Recently, Andrea Nahles became the first leader of the SPD to come close to admitting her party’s role in the revolutionaries’ deaths, amid evidence that Gustav Noske, the minister of defence in the SPD-led fledgling Weimar government at the time, effectively signed off on the murders in an effort to crush the far left.

“It is probable that Gustav Noske had a hand in the murders of Rosa Luxemburg and Karl Liebknecht,” she told the party faithful in November at an event to discuss the 1919 revolt.

Noske was later involved in the farcical trials that followed the murders and that led to the acquittal of all but two of the suspects, who received paltry sentences.

“The SPD has a very difficult relationship with the 1918-19 revolution,” said Jones. “While various party historians openly admit the SPD’s role in the events, others still want to defend it.”

Karl Liebknecht speaking at a peace rally in Berlin.
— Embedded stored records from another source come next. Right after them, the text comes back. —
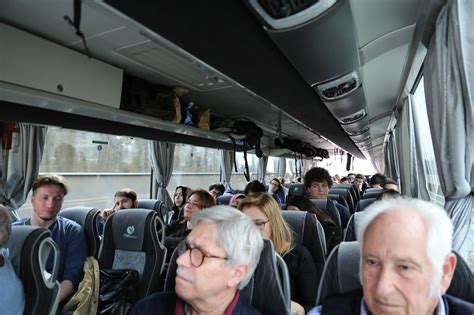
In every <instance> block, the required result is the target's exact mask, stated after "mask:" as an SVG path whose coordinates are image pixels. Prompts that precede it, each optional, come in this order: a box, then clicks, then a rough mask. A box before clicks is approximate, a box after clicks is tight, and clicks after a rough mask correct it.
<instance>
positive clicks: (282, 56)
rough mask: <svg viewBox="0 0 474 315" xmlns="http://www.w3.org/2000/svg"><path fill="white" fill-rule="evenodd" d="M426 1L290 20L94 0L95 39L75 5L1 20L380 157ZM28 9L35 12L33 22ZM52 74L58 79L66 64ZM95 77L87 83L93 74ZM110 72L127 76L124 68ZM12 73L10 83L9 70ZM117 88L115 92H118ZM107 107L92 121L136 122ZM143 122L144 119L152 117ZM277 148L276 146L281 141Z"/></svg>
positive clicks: (220, 10) (11, 16)
mask: <svg viewBox="0 0 474 315" xmlns="http://www.w3.org/2000/svg"><path fill="white" fill-rule="evenodd" d="M277 2H278V1H277ZM425 2H426V1H422V0H419V1H390V2H387V1H384V2H382V1H380V2H378V1H357V0H353V1H349V0H342V1H336V0H323V1H314V4H312V5H310V6H308V7H301V8H297V7H294V8H292V10H291V12H286V13H284V16H282V15H281V13H282V11H281V12H280V11H278V10H276V11H275V10H272V9H271V8H270V7H262V6H261V5H260V3H261V2H259V1H254V0H245V1H214V2H213V3H212V4H209V3H207V4H206V5H205V6H204V5H202V4H201V3H199V2H192V1H191V2H189V1H182V0H177V1H167V2H151V3H150V2H143V5H140V2H133V3H132V2H129V1H120V0H113V1H105V2H98V1H86V2H84V3H82V6H81V10H82V12H81V13H82V14H81V15H82V19H81V21H78V22H80V23H79V27H80V31H81V32H82V33H83V34H84V35H85V38H84V40H83V39H82V38H79V37H78V36H77V35H76V34H75V33H76V32H75V31H77V30H73V29H71V28H70V25H68V24H67V23H66V21H65V19H64V16H70V17H73V16H74V12H73V2H72V1H60V0H57V1H45V0H38V1H34V2H31V1H27V0H4V1H2V2H1V3H0V21H3V22H5V23H6V24H8V25H10V26H13V27H15V28H18V29H21V30H24V31H27V32H29V33H31V34H34V35H36V36H39V37H41V38H44V39H47V40H48V41H51V42H53V43H56V44H58V45H59V46H64V47H67V48H70V49H73V50H76V51H78V52H80V53H82V54H85V53H86V52H87V53H90V55H91V56H92V57H93V58H94V60H97V61H98V62H103V63H104V65H103V66H102V65H100V66H97V67H102V68H103V69H105V70H104V71H107V73H109V74H110V73H111V72H112V73H113V72H114V71H115V70H114V69H111V70H110V69H109V68H107V65H112V66H114V67H116V68H117V69H122V70H123V71H124V73H126V74H127V75H133V76H135V77H139V78H142V79H144V80H146V81H148V82H151V83H159V84H162V85H166V86H182V87H185V88H187V89H189V90H190V93H188V94H187V95H186V96H185V100H186V101H190V102H193V103H196V104H199V105H203V106H206V107H208V108H210V110H211V112H212V113H214V114H218V115H219V116H221V117H225V118H233V119H241V118H251V119H253V120H254V122H256V123H258V124H259V125H260V126H261V127H262V128H263V129H264V131H265V132H266V135H267V136H269V138H270V139H271V138H272V137H277V136H279V134H280V133H279V130H278V129H279V128H280V129H281V134H283V135H285V136H288V137H293V138H297V139H304V141H307V142H310V143H311V144H313V145H315V146H317V147H323V148H326V149H331V148H334V145H333V144H332V143H334V144H336V145H337V146H339V147H340V148H342V149H343V150H345V151H347V152H350V153H352V154H354V155H355V156H356V157H359V158H364V157H369V158H370V157H371V156H372V157H373V156H376V155H380V154H381V152H382V150H383V145H382V144H383V140H384V136H385V133H386V130H387V127H388V126H389V122H390V119H391V117H392V111H393V107H394V106H395V104H396V102H397V100H398V99H399V96H400V90H401V88H400V87H404V86H405V83H406V81H407V77H408V75H407V74H406V73H407V71H408V72H409V70H410V69H408V70H407V69H405V68H404V65H406V64H411V63H412V60H409V58H414V56H413V54H411V55H410V50H409V46H410V44H411V41H412V38H413V37H414V35H413V34H414V31H415V30H416V25H417V23H418V20H419V19H421V17H423V18H426V16H427V14H426V13H424V10H422V9H423V4H425ZM53 3H54V6H53V5H52V4H53ZM262 3H263V2H262ZM211 8H212V9H211ZM25 12H29V13H28V14H30V15H31V16H32V17H34V18H28V19H26V18H24V13H25ZM7 27H8V26H7ZM2 34H4V33H2ZM2 36H3V35H2ZM85 43H86V44H85ZM86 47H87V48H86ZM84 59H85V58H84ZM38 63H41V61H38ZM76 67H77V65H76ZM405 67H406V66H405ZM82 68H83V67H82V66H79V69H82ZM50 70H51V71H49V72H48V75H51V74H52V73H55V72H57V71H62V69H50ZM110 71H111V72H110ZM76 73H77V72H76ZM74 75H75V73H70V76H74ZM81 75H82V74H81ZM101 77H102V75H101V76H100V77H99V78H101ZM84 78H85V79H84V81H85V82H87V76H84ZM109 78H110V80H112V82H113V80H115V79H114V77H113V75H112V76H110V77H109ZM37 80H38V81H41V79H40V78H38V79H37ZM95 80H97V75H96V78H95ZM0 81H6V83H7V84H8V78H6V79H4V78H0ZM94 82H95V81H94ZM106 83H108V82H100V81H99V82H97V83H94V84H95V85H96V86H97V87H101V88H103V87H104V86H109V85H107V84H106ZM84 84H85V83H84ZM112 85H113V84H112ZM4 87H5V86H4ZM53 87H54V91H47V92H48V93H56V94H59V95H62V96H64V93H65V92H63V86H61V87H60V86H59V85H58V84H56V85H53ZM96 89H97V88H96ZM97 90H99V89H97ZM93 92H95V91H93V89H90V88H89V89H88V91H87V93H81V95H68V97H69V98H72V99H74V100H73V102H75V100H77V99H79V100H84V98H87V97H91V95H93V94H94V93H93ZM117 93H120V92H110V93H106V94H107V95H108V96H112V97H113V96H114V95H115V98H116V96H117ZM84 94H86V95H84ZM98 94H100V93H98ZM118 97H119V98H120V94H118ZM2 100H3V101H6V102H12V101H13V102H17V101H16V100H15V99H14V98H13V99H5V98H3V99H2ZM22 100H23V101H24V97H23V98H22ZM30 101H31V100H30ZM86 101H87V102H91V103H98V104H104V102H108V100H107V101H96V100H95V99H94V100H87V99H86ZM31 102H32V103H28V102H20V103H21V104H26V105H30V106H36V107H41V108H38V109H37V110H38V111H39V112H42V111H43V114H44V115H47V110H50V109H57V107H56V108H54V106H53V105H50V107H48V106H47V105H46V106H45V105H44V104H43V105H41V106H40V105H38V103H34V102H33V101H31ZM110 102H112V103H114V102H115V103H116V101H113V100H112V101H110ZM17 103H18V102H17ZM51 103H54V102H51ZM76 103H79V102H76ZM76 105H77V104H76ZM106 105H110V104H106ZM2 106H3V105H2ZM51 107H53V108H51ZM73 107H74V106H72V107H71V106H69V107H67V108H68V109H70V108H73ZM112 107H113V106H112ZM26 109H27V108H26ZM26 109H25V110H26ZM75 110H76V112H74V111H72V112H67V111H66V110H64V111H63V112H62V113H61V115H63V116H60V117H64V118H66V117H67V118H68V119H67V121H75V122H76V123H75V124H76V125H78V126H81V125H82V121H83V120H85V121H87V119H85V118H81V117H76V118H74V119H69V118H70V117H69V116H68V115H73V116H74V114H76V115H77V114H78V116H81V115H83V111H82V110H81V107H80V106H79V105H77V106H76V107H75ZM105 112H106V113H108V114H106V115H101V116H95V117H94V116H93V117H90V116H89V117H86V118H91V119H98V120H100V119H102V120H104V121H102V123H101V124H100V125H102V126H104V128H107V127H105V126H110V129H111V130H114V128H117V127H118V126H119V125H122V126H121V127H120V128H124V127H123V124H124V122H123V121H120V115H125V114H123V113H121V112H123V111H121V110H119V109H118V108H110V107H109V108H108V109H107V110H106V111H105ZM282 113H283V114H284V115H283V118H281V117H282V115H281V114H282ZM117 116H119V119H118V120H117V119H116V117H117ZM137 116H138V115H137ZM38 117H43V116H42V115H41V114H39V115H38V116H34V115H33V116H32V119H33V118H36V120H37V119H38ZM97 117H100V119H99V118H97ZM279 117H280V120H279ZM45 118H46V117H45ZM122 118H123V117H122ZM123 119H124V120H128V119H125V118H123ZM134 119H135V121H138V122H139V124H143V123H144V122H143V121H146V120H147V118H138V117H134ZM33 120H34V119H33ZM48 120H49V117H48V118H46V121H48ZM132 120H133V119H132ZM279 121H280V122H281V123H278V122H279ZM97 123H99V122H98V121H97ZM151 124H152V125H153V123H151ZM165 125H166V124H165ZM279 126H280V127H279ZM82 128H84V125H82ZM89 128H90V127H89ZM125 128H128V129H125V130H127V131H126V132H127V133H129V132H130V133H131V134H136V133H137V130H142V129H143V130H142V131H141V133H140V134H141V135H142V137H144V138H151V137H152V136H151V135H152V134H153V133H154V132H157V133H156V134H155V135H154V136H153V137H156V136H157V135H160V136H163V138H162V139H169V138H170V137H171V136H172V135H173V133H178V134H180V137H181V138H179V139H180V141H183V142H185V143H192V144H195V145H197V143H196V141H197V142H199V141H200V142H201V145H202V144H203V143H207V145H205V146H213V147H216V146H221V148H223V147H227V146H228V145H229V143H228V142H226V141H224V140H223V139H219V135H217V134H212V132H210V133H209V134H207V133H203V132H201V133H200V132H196V134H193V131H192V129H186V127H182V126H177V127H176V128H175V129H173V128H171V129H166V128H165V127H163V126H161V125H160V126H157V125H153V126H149V125H147V123H145V126H142V125H139V126H137V127H136V128H133V127H131V126H130V127H125ZM183 128H184V129H183ZM115 130H117V129H115ZM146 130H147V131H146ZM183 130H184V131H183ZM121 132H122V133H123V132H124V131H121ZM167 133H169V134H167ZM189 133H191V134H189ZM213 137H214V138H213ZM199 138H200V139H201V140H198V139H199ZM209 138H211V139H209ZM325 139H328V140H329V141H326V140H325ZM164 141H165V140H164ZM175 141H176V140H175ZM206 141H211V142H210V143H208V142H206ZM212 141H214V142H212ZM331 142H332V143H331ZM221 144H222V145H221ZM268 145H269V148H271V146H272V144H271V142H269V144H268Z"/></svg>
Photograph: ullstein bild Dtl./ullstein bild via Getty Images

Even now, he said, Die Linke supporters argued that just as the SPD betrayed the working class then, so it continued to do with its labour reforms, seen as punishing the working class.

The London writer David Fernbach was among those who came to Berlin to pay tribute to Luxemburg and Liebknecht. His grandfather, Wolfgang, was a member of the Spartacus League, the Marxist revolutionary movement founded by Luxemburg and Liebknecht in reaction to the SPD’s support for the first world war. Wolfgang was murdered by government troops on 11 January 1919, when he was 30.

“Luxemburg made a huge contribution to the positive sides of German socialism at a time when it was free from the dogmatisms that were to follow, which is why I think she remains something of an untainted socialist icon today,” Fernbach said.